Cindy Lau, Lady of Leis, Honolulu, image
Photo caption
Leis last a week, Lau says, if refrigerated after wearings.

In 1951, Cindy Lau left China for Oahu with her new husband—a native Hawaiian she had met through a matchmaker in her village. Eventually, she went to work making corsages in the back of a barbershop in Honolulu's Chinatown. Fifty years later, at age 76, she presides over Cindy's Lei & Flower Shoppe on Maunakea Street (808-536-6538),

Q What do leis signify?
A Lei-making started long before Europeans arrived in the Hawaiian Islands. It has always been a way to say hello or good-bye to a visitor. I love the joyousness of leis. Making them and selling them requires a love of flowers and a love of people.

Q Know of any superstitions or taboos?
A The hala lei is a symbol of kicking out the old and welcoming in the new, so you'd give it to a politician leaving office, but you wouldn't give it to someone for his birthday. They say a pregnant woman should wear her lei untied so it won't get tangled up in the umbilical cord.

Q Which are your favorite blossoms?
A The large-petaled, butter-colored plumeria, the tiny chartreuse pakalana, the small white pikake that look like delicate seashells, and the maile, a leafy vine often strung with white flowers.
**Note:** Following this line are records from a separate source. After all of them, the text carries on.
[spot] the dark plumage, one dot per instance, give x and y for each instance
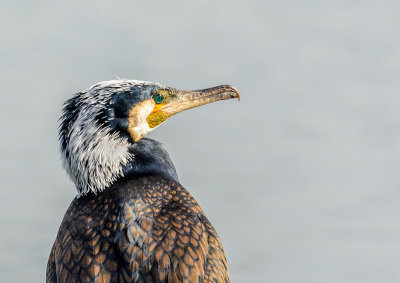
(132, 221)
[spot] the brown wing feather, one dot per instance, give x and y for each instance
(140, 230)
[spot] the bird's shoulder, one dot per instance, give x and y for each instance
(148, 228)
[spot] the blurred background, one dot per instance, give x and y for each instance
(300, 178)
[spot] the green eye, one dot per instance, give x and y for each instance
(158, 98)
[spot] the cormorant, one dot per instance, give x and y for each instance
(131, 221)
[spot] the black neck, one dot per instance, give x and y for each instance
(149, 158)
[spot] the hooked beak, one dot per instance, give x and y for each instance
(180, 100)
(187, 99)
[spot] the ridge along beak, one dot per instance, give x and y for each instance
(176, 101)
(187, 99)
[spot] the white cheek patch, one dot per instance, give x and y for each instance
(137, 123)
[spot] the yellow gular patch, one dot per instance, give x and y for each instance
(138, 127)
(156, 118)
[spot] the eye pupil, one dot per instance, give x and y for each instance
(158, 97)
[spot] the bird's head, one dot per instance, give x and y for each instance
(100, 124)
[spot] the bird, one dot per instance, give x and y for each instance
(131, 220)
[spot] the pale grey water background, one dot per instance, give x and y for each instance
(300, 178)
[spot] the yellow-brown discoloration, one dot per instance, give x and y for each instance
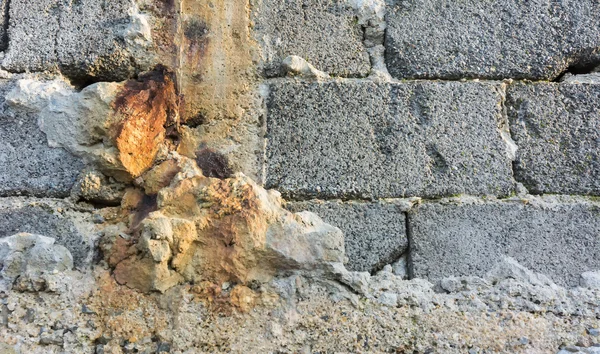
(215, 58)
(146, 107)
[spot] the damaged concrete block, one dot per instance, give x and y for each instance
(492, 40)
(220, 230)
(325, 33)
(87, 40)
(57, 220)
(557, 129)
(374, 233)
(28, 166)
(558, 239)
(362, 139)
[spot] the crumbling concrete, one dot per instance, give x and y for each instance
(374, 233)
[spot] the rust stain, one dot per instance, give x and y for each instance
(213, 164)
(215, 59)
(146, 107)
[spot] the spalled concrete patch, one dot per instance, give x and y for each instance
(374, 233)
(219, 230)
(59, 220)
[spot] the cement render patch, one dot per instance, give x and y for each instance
(360, 139)
(558, 239)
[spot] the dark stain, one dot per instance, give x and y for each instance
(196, 31)
(419, 106)
(196, 120)
(213, 164)
(439, 163)
(147, 205)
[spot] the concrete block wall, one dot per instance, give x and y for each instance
(427, 99)
(491, 115)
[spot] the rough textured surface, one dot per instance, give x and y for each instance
(512, 316)
(4, 24)
(119, 127)
(556, 238)
(86, 40)
(28, 166)
(557, 129)
(374, 233)
(325, 33)
(53, 219)
(482, 39)
(26, 259)
(358, 138)
(238, 233)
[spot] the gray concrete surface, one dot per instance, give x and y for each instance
(356, 138)
(325, 33)
(559, 240)
(557, 129)
(374, 233)
(482, 39)
(3, 24)
(70, 229)
(84, 39)
(28, 166)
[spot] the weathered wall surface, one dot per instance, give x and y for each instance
(455, 145)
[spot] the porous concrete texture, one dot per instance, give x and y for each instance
(356, 138)
(28, 166)
(325, 33)
(482, 39)
(558, 238)
(374, 233)
(70, 228)
(557, 129)
(86, 40)
(3, 24)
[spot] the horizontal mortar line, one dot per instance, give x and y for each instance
(489, 199)
(403, 81)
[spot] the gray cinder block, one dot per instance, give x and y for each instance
(85, 38)
(71, 229)
(28, 166)
(374, 233)
(325, 33)
(357, 138)
(557, 129)
(490, 39)
(560, 240)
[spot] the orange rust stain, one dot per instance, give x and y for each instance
(215, 64)
(146, 107)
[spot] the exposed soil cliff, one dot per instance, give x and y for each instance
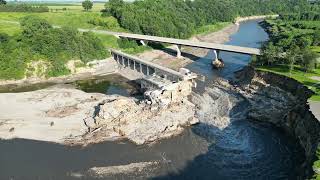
(283, 102)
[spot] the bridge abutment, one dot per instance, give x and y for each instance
(178, 48)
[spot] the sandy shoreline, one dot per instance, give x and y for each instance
(47, 111)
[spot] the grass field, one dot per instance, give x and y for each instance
(9, 28)
(297, 74)
(211, 28)
(74, 7)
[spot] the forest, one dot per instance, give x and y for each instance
(291, 42)
(180, 19)
(40, 41)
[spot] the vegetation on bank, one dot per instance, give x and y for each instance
(180, 19)
(294, 51)
(293, 48)
(39, 41)
(14, 7)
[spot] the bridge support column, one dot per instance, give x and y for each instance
(148, 71)
(178, 48)
(216, 62)
(143, 43)
(216, 55)
(122, 61)
(140, 67)
(134, 65)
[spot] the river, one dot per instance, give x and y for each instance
(243, 150)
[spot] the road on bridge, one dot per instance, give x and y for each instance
(205, 45)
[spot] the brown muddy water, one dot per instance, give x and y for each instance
(243, 150)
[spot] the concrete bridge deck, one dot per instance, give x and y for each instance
(182, 42)
(144, 67)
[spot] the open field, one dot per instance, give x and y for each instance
(9, 28)
(308, 79)
(74, 19)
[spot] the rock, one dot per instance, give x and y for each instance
(140, 123)
(83, 118)
(132, 168)
(283, 102)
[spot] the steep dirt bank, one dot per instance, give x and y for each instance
(64, 115)
(94, 68)
(284, 102)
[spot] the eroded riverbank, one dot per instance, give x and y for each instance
(226, 144)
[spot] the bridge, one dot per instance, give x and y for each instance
(182, 42)
(144, 67)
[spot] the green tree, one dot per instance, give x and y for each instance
(316, 38)
(293, 55)
(87, 5)
(32, 25)
(309, 60)
(3, 2)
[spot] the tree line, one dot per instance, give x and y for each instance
(180, 18)
(40, 41)
(12, 7)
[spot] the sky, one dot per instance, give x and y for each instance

Tourists go for the plumeria and orchids.

Q And when you're not making leis?
A I love to shop, especially for groceries in Chinatown, where things are cheaper. And in Waikiki, I like to act like a tourist. I swim in the ocean, and I walk around the big hotels to look at the beautiful floral displays.

Q Is your Chinese heritage in your leis?
A I'm very partial to red, which is good luck. One of our signatures is the money lei. It has ribbons, ti leaves, and dollar bills woven into it.